Bordeaux 2025 : une récolte historique parmi les plus faibles jamais enregistrées
Les chiffres tombent et ils sont alarmants pour le vignoble bordelais. La production du millésime 2025 s'annonce comme l'une des plus faibles de l'histoire récente de cette région viticole emblématique. Avec moins de trois millions d'hectolitres précisément, ce millésime se place juste au-dessus des récoltes les plus faméliques que sont celles de 1977 et 1991.

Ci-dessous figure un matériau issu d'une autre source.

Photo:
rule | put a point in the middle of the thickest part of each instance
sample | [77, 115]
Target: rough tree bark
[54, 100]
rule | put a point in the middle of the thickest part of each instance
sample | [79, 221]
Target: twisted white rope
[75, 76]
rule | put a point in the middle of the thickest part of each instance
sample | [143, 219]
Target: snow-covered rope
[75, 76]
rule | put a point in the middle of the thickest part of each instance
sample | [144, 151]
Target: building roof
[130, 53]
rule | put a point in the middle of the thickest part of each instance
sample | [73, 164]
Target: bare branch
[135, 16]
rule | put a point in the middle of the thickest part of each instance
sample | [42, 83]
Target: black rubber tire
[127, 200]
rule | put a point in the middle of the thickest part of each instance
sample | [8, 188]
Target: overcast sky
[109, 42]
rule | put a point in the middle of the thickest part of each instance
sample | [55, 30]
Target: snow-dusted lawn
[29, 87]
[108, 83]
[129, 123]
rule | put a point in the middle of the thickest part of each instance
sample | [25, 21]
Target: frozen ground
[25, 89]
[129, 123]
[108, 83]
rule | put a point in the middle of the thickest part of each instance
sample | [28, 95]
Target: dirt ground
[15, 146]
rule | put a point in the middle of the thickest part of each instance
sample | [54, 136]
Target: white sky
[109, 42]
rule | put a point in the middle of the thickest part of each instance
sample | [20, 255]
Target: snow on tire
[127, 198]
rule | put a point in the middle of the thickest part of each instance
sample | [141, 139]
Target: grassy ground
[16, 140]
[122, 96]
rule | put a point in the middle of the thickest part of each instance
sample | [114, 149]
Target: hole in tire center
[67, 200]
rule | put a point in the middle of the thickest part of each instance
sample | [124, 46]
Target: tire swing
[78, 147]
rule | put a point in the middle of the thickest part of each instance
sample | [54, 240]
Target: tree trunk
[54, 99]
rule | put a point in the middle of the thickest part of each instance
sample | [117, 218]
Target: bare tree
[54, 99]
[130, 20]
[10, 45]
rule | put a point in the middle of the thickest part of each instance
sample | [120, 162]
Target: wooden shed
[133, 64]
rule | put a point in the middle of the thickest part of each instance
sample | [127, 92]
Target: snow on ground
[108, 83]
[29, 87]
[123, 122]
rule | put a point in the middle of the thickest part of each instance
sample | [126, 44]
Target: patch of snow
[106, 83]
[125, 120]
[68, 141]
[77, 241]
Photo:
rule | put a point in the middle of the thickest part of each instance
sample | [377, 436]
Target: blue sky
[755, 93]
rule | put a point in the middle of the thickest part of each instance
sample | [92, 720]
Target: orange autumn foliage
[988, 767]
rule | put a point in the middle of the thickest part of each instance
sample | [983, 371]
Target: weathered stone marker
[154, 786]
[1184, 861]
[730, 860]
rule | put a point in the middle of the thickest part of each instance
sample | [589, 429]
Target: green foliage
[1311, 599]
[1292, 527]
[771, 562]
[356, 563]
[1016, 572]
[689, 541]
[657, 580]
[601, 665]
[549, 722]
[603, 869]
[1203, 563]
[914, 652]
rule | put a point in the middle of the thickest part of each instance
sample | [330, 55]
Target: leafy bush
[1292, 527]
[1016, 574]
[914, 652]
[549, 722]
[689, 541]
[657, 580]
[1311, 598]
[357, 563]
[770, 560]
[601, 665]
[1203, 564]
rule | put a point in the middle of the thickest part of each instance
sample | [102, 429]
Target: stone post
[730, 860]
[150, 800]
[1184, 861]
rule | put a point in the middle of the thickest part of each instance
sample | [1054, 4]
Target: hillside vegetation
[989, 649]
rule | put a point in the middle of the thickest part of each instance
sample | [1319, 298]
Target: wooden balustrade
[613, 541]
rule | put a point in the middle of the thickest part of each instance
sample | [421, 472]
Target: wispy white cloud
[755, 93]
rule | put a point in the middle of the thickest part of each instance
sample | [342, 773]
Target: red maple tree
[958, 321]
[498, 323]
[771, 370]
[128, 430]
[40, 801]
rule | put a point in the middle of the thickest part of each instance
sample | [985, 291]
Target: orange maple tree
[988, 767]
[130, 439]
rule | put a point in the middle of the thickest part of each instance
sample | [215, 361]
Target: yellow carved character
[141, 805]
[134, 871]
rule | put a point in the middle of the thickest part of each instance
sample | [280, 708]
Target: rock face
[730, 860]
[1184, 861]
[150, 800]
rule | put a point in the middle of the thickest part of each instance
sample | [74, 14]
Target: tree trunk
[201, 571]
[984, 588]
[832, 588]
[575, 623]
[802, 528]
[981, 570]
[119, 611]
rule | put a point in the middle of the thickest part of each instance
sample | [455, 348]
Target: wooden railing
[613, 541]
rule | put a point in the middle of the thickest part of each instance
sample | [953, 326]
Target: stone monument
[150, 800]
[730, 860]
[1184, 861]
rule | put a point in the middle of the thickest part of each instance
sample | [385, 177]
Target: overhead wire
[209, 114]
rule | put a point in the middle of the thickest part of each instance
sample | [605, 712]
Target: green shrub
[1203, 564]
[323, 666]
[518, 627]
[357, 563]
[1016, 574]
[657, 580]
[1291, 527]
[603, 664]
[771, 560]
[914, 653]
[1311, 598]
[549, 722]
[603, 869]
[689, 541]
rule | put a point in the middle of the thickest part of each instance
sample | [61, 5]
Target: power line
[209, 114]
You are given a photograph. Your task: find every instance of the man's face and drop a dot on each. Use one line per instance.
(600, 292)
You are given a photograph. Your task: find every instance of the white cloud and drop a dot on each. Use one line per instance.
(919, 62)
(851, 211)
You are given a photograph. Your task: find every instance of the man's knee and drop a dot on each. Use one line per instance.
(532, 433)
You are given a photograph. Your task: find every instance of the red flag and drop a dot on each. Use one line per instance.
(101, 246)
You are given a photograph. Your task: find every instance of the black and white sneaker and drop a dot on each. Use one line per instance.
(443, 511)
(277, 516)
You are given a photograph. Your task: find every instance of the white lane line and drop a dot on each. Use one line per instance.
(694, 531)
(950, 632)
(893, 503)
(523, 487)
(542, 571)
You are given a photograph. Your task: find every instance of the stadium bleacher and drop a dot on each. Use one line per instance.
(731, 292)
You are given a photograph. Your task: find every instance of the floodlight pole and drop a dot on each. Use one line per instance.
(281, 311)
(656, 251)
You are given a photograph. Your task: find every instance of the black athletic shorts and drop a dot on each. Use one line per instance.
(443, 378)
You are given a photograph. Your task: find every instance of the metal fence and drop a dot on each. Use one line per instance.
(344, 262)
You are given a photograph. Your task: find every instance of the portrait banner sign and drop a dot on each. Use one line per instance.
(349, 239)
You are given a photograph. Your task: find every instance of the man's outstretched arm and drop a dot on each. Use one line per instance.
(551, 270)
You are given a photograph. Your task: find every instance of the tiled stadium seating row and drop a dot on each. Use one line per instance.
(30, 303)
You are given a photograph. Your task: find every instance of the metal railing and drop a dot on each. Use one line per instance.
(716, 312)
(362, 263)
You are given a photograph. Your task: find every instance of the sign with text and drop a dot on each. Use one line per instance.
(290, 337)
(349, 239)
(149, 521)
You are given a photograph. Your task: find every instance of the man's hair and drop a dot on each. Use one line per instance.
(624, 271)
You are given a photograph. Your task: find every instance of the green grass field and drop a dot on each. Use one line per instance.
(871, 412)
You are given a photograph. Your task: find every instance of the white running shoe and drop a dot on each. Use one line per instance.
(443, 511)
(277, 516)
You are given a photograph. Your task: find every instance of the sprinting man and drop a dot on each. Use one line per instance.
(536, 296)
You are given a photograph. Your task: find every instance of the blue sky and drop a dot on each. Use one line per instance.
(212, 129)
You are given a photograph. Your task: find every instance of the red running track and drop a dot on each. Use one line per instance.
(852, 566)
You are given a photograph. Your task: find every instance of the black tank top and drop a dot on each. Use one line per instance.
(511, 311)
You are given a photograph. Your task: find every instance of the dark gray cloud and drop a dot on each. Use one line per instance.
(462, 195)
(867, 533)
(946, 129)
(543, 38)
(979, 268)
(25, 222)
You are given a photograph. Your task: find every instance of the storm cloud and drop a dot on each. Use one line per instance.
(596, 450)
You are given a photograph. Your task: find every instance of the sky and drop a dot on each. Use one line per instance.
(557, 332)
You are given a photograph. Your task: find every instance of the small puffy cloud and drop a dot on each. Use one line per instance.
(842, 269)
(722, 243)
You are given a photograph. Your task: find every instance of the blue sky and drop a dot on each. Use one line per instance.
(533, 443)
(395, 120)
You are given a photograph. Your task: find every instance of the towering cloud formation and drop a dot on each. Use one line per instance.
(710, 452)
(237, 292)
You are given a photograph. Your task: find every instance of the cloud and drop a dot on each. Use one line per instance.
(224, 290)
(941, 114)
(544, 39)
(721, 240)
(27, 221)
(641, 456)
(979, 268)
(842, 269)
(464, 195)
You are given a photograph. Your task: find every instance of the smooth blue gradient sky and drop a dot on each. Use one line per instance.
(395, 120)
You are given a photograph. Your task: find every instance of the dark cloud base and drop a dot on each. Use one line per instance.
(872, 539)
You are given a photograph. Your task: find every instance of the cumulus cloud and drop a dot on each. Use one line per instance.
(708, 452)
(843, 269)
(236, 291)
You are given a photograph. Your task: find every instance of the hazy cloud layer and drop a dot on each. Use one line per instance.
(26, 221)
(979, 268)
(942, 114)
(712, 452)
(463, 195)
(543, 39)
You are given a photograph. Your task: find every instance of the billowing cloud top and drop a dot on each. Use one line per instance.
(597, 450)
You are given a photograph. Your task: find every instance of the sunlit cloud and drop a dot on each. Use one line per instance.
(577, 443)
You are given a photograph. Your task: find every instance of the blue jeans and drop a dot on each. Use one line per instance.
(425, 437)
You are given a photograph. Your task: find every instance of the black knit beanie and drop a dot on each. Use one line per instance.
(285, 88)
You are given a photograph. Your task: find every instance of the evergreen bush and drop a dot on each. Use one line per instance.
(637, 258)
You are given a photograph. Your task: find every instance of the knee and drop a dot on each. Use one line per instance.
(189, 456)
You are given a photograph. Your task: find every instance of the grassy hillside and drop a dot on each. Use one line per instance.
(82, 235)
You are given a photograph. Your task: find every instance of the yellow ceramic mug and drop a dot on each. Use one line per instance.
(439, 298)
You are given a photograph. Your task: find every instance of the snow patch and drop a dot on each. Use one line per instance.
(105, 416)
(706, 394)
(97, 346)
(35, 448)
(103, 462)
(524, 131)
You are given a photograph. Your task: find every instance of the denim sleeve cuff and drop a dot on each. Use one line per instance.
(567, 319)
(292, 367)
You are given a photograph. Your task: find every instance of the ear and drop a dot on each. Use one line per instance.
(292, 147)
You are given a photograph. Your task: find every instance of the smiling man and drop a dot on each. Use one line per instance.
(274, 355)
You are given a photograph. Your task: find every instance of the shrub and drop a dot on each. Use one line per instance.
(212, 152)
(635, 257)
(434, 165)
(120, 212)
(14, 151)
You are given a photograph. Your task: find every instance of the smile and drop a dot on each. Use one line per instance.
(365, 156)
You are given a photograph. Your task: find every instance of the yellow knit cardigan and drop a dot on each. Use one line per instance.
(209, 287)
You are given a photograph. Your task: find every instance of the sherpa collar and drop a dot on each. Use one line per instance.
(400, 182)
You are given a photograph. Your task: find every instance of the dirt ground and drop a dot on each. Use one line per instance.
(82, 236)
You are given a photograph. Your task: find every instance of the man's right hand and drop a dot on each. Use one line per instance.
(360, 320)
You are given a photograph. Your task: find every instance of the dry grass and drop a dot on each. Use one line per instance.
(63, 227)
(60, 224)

Une combinaison de facteurs dévastateurs
Dans le vignoble bordelais, une combinaison de facteurs vient d'accoucher d'une des plus faibles récoltes de son histoire. Les milliers d'hectares de vignes arrachés ces dernières années s'ajoutent à de très faibles rendements, tout particulièrement pour les vins blancs, entraînant un millésime 2025 très resserré. Avec moins de trois millions d'hectolitres (2,9), il se place juste derrière celui de 1991 (2,4), ravagé par le gel dans des proportions considérables, ou celui de 1977 (2), l'un des pires de l'ère contemporaine.
20 000 hectares arrachés et la tendance continue
Bordeaux produit moins et cela ne changera pas au cours des prochaines années. Il y a tout d'abord l'effet structurel lié à la nouvelle dimension du vignoble bordelais. Pour répondre davantage à l'offre et à la demande et à la crise commerciale qui le frappe, 20 000 hectares de vignes ont été arrachés. Le vignoble s'étire désormais sur 86 000 hectares - un niveau plus connu depuis 1986 - quand il tutoyait les 110 000 hectares avant la pandémie de Covid-19.
Le Bordelais pourrait en perdre au moins 10 000 hectares de plus sur la prochaine année. Un nouveau plan national est en cours : les dépôts de dossiers tablent pour l'heure sur environ 8 000 hectares en Gironde. « Et puis, nous estimons à 3 000 ou 4 000 hectares qui seront supprimés sans prime, les viticulteurs se gardant la possibilité de replanter », précise, ce mardi, le président du CIVB (Conseil interprofessionnel du vin de Bordeaux) Bernard Farges, en marge d'une conférence de presse organisée à Paris.
La productivité devient « un sujet nouveau »
Le deuxième facteur d'effondrement de la récolte est lié au changement climatique qui frappe, selon ses humeurs et les années, par du froid (gel), du chaud (sécheresse) ou d'autres attaques (mildiou ou grêle). « Il a amené une accélération de la baisse de productivité de notre vignoble », insiste Bernard Farges. Cette « productivité » devient un sujet nouveau dans le vignoble bordelais qui va devoir s'évertuer, face à de multiples contraintes, « produire ce qu'il est en capacité de produire ».
La situation est donc particulièrement préoccupante pour l'ensemble de la filière viticole bordelaise. Les professionnels du secteur doivent maintenant faire face à une double contrainte : des surfaces en diminution constante et des rendements affectés par les aléas climatiques. L'avenir du vignoble bordelais se joue aujourd'hui dans sa capacité à s'adapter à ces nouvelles réalités tout en préservant la qualité qui fait sa renommée internationale.